Image Source : FILE Market reverses opening gains as Sensex falls 216 pts
Equity benchmarks indices reversed their early gains to close lower on Monday as investors offloaded telecom, power and utility stocks amid a bearish trend in global markets and profit booking. After hitting its lifetime high on Friday, the 30-share BSE index fell 216.28 points or 0.34 per cent to settle at 63,168.30. During the day, it declined 336.75 points or 0.53 per cent to 63,047.83.
The NSE Nifty went lower by 70.55 points or 0.37 per cent to end at 18,755.45.
Kotak Mahindra Bank biggest loser from Sensex pack
Kotak Mahindra Bank was the biggest loser from the Sensex pack, skidding 1.83 per cent, followed by Axis Bank, NTPC, Hindustan Unilever, ICICI Bank, Bharti Airtel, Reliance Industries, HCL Technologies, IndusInd Bank and Nestle.
In contrast, Bajaj Finance, Bajaj Finserv, Tech Mahindra, Tata Consultancy Services, Titan, Infosys, HDFC Bank, HDFC and ITC were the gainers.
Asian markets ended lower
In Asian markets, Seoul, Tokyo, Shanghai and Hong Kong ended lower. European equity markets were trading in negative territory. The US markets ended lower on Friday. Global oil benchmark Brent crude declined 0.38 per cent to USD 76.31 a barrel. Foreign Institutional Investors (FIIs) bought equities worth Rs 794.78 crore on Friday, according to exchange data.
The BSE benchmark zoomed 466.95 points or 0.74 per cent to settle at a record closing high of 63,384.58 on Friday. The Nifty climbed 137.90 points or 0.74 per cent to end at its lifetime peak of 18,826.

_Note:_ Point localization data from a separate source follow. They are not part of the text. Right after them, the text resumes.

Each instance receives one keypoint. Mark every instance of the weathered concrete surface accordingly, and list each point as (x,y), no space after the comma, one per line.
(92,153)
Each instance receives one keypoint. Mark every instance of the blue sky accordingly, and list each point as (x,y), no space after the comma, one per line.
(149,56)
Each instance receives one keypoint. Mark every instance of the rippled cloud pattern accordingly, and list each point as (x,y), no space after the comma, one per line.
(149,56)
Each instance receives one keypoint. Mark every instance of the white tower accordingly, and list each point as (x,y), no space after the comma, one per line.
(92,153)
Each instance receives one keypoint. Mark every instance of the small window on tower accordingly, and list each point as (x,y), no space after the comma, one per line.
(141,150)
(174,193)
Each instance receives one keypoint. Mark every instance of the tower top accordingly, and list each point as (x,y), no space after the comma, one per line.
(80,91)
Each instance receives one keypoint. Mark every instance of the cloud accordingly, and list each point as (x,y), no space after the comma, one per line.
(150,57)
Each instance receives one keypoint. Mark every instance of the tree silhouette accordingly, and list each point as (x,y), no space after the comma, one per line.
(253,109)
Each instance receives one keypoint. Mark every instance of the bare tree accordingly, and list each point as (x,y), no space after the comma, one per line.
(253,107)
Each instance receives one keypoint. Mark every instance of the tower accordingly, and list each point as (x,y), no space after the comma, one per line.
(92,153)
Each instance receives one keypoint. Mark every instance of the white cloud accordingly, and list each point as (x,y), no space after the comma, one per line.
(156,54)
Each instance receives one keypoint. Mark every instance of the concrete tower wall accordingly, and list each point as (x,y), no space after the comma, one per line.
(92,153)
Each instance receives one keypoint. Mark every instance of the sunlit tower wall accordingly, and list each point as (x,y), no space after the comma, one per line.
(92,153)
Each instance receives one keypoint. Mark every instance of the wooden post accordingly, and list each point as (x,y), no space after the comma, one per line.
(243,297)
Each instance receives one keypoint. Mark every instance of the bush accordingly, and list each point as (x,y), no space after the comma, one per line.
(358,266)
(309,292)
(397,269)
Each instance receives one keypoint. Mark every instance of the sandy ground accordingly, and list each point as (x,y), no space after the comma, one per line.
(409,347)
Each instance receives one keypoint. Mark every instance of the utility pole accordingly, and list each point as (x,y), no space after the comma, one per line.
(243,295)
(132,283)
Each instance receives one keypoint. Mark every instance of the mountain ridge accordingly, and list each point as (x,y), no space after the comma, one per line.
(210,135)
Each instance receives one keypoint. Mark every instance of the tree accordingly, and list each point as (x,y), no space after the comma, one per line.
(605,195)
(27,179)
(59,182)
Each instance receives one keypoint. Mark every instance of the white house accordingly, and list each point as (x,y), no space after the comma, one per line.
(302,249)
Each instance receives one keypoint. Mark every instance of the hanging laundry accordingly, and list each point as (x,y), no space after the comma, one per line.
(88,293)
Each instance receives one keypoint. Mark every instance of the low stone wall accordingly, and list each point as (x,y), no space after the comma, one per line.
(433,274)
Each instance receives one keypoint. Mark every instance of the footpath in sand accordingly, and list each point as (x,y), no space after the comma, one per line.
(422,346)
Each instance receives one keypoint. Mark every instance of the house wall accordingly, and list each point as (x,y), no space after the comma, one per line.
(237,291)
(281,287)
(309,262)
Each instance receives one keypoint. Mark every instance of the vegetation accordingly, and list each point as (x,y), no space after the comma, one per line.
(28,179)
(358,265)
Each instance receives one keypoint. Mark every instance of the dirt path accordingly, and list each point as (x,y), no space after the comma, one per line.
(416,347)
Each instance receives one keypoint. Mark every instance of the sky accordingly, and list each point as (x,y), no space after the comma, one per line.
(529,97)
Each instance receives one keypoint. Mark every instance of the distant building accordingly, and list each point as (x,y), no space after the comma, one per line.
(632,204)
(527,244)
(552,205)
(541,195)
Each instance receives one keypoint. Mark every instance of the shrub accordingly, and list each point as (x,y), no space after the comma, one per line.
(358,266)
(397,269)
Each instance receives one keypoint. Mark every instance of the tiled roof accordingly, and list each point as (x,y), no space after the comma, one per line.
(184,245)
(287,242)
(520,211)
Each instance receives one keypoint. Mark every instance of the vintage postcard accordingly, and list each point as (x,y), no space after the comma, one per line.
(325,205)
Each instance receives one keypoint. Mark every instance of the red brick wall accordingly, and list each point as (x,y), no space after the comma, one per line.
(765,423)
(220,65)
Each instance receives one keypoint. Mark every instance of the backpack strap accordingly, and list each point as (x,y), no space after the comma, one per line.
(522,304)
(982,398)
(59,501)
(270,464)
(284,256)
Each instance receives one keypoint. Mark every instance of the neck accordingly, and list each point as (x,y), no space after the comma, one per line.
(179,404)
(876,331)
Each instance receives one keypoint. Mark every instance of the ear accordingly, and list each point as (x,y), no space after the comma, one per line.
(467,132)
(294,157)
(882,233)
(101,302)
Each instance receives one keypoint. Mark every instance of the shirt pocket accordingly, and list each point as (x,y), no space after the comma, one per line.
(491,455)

Private bank counters dragged indices down
Intense selling in private bank counters like ICICI Bank and Kotak Bank also dragged the indices down, brokers said. There was accelerated selling, particularly in the afternoon trade, dragging the key Sensex from record highs, traders said. “Indian equities shied away from closing at all-time high levels amid profit-booking, primarily driven by private banks. Global markets also took a breather after a strong rally last week as investors looked forward to China’s rate decision and the Fed chair’s testimony,” said Vinod Nair, Head of Research at Geojit Financial Services.